— Persib Bandung dipastikan menutup paruh pertama BRI Liga 1 musim 2025/26 dengan menduduki puncak klasemen. Namun, tantangan sesungguhnya diprediksi baru akan dihadapi tim berjuluk Maung Bandung ini pada putaran kedua kompetisi.

Di putaran kedua, Persib akan menghadapi upaya keras dari tim-tim pesaing yang berambisi menghentikan langkah mereka untuk mencetak sejarah hattrick juara liga. Tekanan besar dari berbagai pihak pun tak terhindarkan, mengingat ekspektasi tinggi publik dan suporter mengiringi konsistensi penampilan Persib sepanjang paruh musim.

Menanggapi hal tersebut, Pelatih Persib Bojan Hodak mengaku telah sangat terbiasa dengan situasi yang dihadapi timnya.

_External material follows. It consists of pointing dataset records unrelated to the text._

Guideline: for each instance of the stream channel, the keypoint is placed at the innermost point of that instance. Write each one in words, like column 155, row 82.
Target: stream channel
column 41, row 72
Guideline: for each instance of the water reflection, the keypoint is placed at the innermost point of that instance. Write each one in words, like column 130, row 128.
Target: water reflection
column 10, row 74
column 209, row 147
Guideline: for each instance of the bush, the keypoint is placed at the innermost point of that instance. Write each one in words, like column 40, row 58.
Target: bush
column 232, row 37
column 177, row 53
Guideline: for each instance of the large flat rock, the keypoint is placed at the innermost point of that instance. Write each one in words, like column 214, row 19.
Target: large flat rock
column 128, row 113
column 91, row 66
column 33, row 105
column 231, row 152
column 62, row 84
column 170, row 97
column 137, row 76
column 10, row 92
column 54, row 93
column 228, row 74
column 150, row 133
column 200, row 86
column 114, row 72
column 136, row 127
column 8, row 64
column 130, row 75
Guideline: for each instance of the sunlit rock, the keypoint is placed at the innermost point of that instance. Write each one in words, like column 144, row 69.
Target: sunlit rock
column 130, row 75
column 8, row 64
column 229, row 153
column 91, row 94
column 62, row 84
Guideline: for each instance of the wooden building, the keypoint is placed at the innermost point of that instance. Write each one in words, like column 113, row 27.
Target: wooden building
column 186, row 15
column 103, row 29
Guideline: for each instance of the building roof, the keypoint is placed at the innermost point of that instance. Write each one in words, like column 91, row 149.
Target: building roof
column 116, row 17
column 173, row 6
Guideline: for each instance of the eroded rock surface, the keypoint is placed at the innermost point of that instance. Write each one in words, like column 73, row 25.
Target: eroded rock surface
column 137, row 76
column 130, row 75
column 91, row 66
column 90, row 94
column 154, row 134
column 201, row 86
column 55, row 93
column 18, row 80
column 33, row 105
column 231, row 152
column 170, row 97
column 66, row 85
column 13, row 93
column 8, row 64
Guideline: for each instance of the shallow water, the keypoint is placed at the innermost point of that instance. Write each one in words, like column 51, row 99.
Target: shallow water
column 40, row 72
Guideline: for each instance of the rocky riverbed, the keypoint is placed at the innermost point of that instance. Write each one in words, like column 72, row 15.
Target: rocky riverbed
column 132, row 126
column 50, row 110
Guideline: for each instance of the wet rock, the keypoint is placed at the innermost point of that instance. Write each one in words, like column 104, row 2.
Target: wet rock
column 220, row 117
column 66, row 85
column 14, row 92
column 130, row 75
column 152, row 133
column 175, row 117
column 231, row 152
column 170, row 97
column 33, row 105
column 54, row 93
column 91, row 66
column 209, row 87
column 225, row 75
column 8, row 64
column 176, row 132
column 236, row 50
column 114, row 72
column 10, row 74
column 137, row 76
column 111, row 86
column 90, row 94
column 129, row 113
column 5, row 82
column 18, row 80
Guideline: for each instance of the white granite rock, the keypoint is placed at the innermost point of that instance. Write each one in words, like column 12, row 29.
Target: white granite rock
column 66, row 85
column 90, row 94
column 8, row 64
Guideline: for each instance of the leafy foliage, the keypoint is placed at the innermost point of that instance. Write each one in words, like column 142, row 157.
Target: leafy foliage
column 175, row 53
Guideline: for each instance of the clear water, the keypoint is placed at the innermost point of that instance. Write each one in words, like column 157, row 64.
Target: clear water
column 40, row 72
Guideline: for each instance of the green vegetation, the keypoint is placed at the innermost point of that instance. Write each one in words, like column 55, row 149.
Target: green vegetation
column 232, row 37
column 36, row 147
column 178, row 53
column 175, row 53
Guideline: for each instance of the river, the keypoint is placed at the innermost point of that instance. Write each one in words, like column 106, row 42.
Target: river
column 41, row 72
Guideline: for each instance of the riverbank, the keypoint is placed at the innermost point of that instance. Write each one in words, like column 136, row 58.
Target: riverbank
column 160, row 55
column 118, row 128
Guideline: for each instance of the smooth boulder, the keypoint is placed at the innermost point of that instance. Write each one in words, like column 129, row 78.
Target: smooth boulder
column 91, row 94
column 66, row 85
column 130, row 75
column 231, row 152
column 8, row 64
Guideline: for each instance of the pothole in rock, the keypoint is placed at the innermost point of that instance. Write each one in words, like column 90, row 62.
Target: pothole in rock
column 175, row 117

Menurut pelatih asal Kroasia itu, bermain untuk Persib berarti harus siap hidup berdampingan dengan tekanan dalam setiap momen.

“Bermain di Persib, setiap pertandingan selalu ada tekanan. Orang-orang berekspektasi tinggi karena sekarang kami bisa memenangkan setiap pertandingan,” ujar Hodak dikutip dari jpnn, Minggu (18/1).

Ia menilai tekanan tersebut bukanlah hal baru bagi skuadnya. Selama tiga tahun terakhir, Persib disebut telah terbiasa berada di bawah sorotan publik.

“Ini sesuatu yang buat kami sudah terbiasa. Kami sudah sehari-hari hidup seperti ini dalam tiga tahun. Hal yang normal di Persib,” lanjutnya.

Persaingan Ketat di Putaran Kedua

Memasuki putaran kedua, Hodak memprediksi persaingan di BRI Liga 1 akan semakin meningkat. Sejumlah klub diprediksi siap menjadi batu sandungan bagi Persib dalam perburuan gelar juara.

Borneo FC Samarinda, Persija Jakarta, Malut United FC, dan Persebaya Surabaya masuk dalam daftar tim yang dianggap sebagai pesaing serius bagi Persib. Selain itu, Dewa United Banten FC juga dinilai berpotensi memberikan kejutan di sisa kompetisi.

“Persija Jakarta dan Malut United paling banyak mengeluarkan uang. Mereka pesaing terberat kami. Borneo FC juga,” kata Hodak.

Ia juga menyoroti performa Dewa United yang dinilai agresif dalam membangun kekuatan tim pada musim ini.

“Bisa saja Dewa United memberikan kejutan. Mereka juga menginvestasikan banyak uang untuk mendapatkan pemain bagus,” ucapnya.

Sementara itu, Persebaya Surabaya juga tak luput dari perhatian Hodak. Terutama setelah tim berjuluk Bajol Ijo tersebut melakukan pergantian pelatih dan mendatangkan sejumlah pemain baru.

“Mungkin Persebaya juga. Mereka mengganti pelatih dan mendatangkan beberapa pemain baru. Mereka bisa menjadi berbahaya,” pungkas Hodak.